地上铺着厚厚的煤渣,踩上去咯吱咯吱响。棚子顶上挂着几盏白炽灯泡,把整个摊子照得亮堂堂的,油烟和烧烤的香味混在一起,在寒冷的夜风里飘散开来。
老板是个四十多岁的胖大叔,穿着一件沾满油污的白围裙,正在炭火前忙活,看到来了一群学生,立刻扯着嗓子招呼:「几位里边请,坐坐坐,想吃点啥?」
秦浩找了个大桌子,众人围坐下来。
「老板,来一百串羊肉串,五十串大油边,一盘花生米……」秦浩顿了顿,又补充道:「再来几盘毛豆、拍黄瓜,有什么凉菜都上点。

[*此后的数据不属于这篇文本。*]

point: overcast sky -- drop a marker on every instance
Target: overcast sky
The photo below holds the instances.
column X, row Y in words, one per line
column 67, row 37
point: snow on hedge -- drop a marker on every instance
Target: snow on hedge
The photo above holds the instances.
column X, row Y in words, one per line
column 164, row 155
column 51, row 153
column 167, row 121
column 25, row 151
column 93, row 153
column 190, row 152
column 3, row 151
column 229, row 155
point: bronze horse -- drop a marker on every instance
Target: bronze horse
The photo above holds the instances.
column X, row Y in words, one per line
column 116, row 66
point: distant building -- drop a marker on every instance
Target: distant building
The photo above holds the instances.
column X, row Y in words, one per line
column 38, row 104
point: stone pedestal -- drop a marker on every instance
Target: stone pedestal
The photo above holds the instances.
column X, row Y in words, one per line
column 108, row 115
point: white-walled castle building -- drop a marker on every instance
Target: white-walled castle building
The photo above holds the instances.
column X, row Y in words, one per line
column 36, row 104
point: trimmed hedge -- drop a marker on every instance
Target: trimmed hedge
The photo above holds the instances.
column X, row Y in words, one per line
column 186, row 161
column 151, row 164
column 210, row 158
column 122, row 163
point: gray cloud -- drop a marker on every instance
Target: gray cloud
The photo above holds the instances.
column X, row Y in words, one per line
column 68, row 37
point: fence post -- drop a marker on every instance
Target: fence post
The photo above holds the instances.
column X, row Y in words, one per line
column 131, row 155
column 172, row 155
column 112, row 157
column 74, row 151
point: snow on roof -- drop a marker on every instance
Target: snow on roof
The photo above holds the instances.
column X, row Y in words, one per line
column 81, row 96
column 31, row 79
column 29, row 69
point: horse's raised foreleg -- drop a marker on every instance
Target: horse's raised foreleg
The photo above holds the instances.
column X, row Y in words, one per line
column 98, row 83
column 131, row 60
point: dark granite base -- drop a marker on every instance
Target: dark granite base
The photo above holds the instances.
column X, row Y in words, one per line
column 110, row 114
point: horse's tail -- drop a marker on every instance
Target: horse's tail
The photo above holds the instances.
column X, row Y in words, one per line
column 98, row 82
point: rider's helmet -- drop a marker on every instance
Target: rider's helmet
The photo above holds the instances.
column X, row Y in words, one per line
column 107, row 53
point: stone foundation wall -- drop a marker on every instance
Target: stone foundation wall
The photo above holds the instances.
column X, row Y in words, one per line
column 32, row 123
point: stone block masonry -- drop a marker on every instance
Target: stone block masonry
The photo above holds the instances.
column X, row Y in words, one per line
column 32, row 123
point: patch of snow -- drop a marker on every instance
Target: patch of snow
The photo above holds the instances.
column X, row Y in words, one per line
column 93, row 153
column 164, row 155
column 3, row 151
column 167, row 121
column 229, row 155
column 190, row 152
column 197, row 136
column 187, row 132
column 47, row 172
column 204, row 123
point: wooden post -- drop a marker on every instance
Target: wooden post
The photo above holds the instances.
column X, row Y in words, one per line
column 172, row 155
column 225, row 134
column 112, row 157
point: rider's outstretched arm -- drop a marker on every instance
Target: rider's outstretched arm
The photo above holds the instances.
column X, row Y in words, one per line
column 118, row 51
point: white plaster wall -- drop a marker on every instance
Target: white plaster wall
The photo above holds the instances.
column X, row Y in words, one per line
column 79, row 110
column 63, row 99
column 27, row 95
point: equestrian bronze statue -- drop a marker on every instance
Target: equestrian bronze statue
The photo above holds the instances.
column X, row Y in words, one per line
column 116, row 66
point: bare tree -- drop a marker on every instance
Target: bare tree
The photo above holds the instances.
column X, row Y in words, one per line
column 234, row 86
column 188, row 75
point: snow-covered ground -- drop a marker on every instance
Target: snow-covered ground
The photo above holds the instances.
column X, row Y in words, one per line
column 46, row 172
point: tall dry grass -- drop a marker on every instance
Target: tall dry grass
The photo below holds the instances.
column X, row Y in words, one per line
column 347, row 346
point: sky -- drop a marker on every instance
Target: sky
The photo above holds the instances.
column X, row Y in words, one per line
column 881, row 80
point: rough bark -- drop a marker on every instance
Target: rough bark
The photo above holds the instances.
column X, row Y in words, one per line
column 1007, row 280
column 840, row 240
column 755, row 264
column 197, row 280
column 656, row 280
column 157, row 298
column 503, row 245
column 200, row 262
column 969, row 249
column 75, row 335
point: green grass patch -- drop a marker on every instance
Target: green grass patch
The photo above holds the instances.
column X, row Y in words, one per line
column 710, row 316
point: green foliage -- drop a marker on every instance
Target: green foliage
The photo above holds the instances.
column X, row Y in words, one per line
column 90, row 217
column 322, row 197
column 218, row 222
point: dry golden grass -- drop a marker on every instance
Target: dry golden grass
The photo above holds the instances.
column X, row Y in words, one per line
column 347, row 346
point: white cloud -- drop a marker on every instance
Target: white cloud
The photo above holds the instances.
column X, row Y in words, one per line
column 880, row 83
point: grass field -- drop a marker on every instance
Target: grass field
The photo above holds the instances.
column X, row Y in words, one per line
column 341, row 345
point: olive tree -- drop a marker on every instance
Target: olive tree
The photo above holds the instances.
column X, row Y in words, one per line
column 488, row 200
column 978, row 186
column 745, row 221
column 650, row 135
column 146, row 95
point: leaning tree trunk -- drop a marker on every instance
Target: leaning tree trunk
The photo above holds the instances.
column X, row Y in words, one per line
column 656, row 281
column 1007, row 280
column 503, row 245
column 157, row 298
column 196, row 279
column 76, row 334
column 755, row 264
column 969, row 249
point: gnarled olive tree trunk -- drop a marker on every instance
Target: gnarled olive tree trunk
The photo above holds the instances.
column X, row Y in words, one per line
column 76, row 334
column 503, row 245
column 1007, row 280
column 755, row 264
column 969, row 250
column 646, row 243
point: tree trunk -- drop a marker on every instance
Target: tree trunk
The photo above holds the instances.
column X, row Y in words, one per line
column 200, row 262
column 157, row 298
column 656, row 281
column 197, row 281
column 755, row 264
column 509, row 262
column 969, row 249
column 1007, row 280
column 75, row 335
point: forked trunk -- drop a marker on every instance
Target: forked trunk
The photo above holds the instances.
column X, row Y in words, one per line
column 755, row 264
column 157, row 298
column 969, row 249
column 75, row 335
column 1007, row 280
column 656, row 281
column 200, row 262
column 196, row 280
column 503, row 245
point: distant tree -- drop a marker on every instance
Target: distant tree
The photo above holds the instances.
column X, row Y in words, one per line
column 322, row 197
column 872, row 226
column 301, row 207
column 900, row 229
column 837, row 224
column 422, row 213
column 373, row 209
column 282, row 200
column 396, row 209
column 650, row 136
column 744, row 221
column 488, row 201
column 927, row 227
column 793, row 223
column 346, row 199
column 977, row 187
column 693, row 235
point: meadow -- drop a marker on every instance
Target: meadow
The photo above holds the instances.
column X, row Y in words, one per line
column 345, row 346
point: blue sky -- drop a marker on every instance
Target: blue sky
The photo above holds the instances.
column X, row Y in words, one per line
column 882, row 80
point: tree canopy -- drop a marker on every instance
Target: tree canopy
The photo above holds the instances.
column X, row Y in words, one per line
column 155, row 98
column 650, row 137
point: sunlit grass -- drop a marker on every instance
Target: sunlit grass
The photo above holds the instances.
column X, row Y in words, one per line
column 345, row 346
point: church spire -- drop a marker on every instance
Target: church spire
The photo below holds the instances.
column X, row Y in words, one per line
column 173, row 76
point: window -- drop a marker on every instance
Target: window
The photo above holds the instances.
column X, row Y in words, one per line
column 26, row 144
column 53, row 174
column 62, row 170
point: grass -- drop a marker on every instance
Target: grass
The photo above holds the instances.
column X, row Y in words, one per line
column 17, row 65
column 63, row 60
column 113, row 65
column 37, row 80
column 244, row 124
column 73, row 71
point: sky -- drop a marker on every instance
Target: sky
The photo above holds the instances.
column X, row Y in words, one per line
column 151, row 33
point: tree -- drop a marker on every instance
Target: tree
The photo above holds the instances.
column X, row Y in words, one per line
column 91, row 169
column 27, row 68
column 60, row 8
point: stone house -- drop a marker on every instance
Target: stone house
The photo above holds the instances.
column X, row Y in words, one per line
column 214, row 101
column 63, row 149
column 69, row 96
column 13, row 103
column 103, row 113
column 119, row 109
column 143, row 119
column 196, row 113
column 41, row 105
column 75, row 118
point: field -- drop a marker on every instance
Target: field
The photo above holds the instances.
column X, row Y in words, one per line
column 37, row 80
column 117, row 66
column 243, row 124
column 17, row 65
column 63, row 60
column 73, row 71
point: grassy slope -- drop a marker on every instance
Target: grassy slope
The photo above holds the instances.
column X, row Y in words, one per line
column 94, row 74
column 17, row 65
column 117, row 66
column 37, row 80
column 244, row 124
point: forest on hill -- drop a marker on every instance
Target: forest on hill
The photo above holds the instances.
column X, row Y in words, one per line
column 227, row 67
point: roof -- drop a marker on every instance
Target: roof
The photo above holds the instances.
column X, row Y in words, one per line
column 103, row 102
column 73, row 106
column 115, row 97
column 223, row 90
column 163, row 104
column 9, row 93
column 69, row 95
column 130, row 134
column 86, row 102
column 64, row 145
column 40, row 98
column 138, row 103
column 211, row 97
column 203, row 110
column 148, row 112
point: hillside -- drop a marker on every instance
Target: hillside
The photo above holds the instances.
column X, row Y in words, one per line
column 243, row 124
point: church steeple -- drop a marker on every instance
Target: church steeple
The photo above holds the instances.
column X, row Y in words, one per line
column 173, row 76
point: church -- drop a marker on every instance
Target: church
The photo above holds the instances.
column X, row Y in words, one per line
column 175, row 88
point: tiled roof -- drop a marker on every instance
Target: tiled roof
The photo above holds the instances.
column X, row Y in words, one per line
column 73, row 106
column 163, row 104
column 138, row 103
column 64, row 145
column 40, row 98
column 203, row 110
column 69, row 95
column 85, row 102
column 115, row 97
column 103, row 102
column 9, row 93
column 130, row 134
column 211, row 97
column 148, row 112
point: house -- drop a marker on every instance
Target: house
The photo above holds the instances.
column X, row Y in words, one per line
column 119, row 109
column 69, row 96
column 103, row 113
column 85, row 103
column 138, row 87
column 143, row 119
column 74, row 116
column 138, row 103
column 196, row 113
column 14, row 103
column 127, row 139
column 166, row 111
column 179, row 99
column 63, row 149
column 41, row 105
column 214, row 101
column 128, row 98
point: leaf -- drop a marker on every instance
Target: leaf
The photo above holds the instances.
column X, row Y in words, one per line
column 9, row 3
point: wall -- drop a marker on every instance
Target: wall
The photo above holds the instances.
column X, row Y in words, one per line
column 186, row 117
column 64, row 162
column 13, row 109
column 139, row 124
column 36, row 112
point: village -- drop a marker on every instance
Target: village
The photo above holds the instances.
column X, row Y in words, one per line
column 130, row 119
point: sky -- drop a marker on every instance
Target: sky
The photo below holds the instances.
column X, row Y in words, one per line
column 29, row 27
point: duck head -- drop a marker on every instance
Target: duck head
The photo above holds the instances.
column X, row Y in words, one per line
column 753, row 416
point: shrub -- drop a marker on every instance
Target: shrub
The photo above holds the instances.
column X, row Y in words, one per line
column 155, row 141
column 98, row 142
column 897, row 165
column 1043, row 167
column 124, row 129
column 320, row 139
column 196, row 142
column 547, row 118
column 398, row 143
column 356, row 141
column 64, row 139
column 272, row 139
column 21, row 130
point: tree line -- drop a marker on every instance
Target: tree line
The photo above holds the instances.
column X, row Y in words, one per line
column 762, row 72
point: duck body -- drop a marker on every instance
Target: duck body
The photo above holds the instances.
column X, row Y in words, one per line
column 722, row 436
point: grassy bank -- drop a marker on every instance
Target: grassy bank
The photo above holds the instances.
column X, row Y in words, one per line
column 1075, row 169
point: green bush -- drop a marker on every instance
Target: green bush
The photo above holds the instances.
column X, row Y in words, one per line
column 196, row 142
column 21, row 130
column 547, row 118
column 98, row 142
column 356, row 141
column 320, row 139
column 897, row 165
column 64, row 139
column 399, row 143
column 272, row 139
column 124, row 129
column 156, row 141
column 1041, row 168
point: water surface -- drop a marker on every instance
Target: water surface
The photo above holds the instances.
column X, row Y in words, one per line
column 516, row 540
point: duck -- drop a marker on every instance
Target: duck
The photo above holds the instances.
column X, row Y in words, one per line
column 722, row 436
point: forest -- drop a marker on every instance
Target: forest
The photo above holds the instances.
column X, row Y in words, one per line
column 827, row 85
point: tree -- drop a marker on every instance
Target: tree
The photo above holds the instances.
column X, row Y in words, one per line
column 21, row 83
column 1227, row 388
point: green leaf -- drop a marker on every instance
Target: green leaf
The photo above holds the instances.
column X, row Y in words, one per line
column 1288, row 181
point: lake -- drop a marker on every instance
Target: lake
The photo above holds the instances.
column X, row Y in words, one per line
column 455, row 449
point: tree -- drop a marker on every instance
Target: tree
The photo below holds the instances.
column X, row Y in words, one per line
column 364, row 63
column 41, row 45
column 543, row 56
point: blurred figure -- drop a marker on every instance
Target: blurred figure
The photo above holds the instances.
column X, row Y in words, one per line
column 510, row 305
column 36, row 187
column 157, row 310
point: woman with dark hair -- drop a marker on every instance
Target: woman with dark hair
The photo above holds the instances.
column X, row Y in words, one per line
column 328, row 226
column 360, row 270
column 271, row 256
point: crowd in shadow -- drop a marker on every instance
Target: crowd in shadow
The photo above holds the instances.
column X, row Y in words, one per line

」
「好嘞!」老板应了一声,转身就要去准备。
「啤酒来四件!」刘元在后面补了一句,声音大得半个棚子都能听见。
这时候的烧烤品种还没那么丰富,基本都是肉串、大油边这几样,这年代肚子里也普遍缺油水,没谁会跑烧烤摊让老板弄什么韭菜茄子烤着吃,那玩意儿不顶饱,还浪费钱。
很快,啤酒跟花生米就先上来了。老板搬来四件啤酒,一件二十四瓶,往桌边一墩,发出一声闷响。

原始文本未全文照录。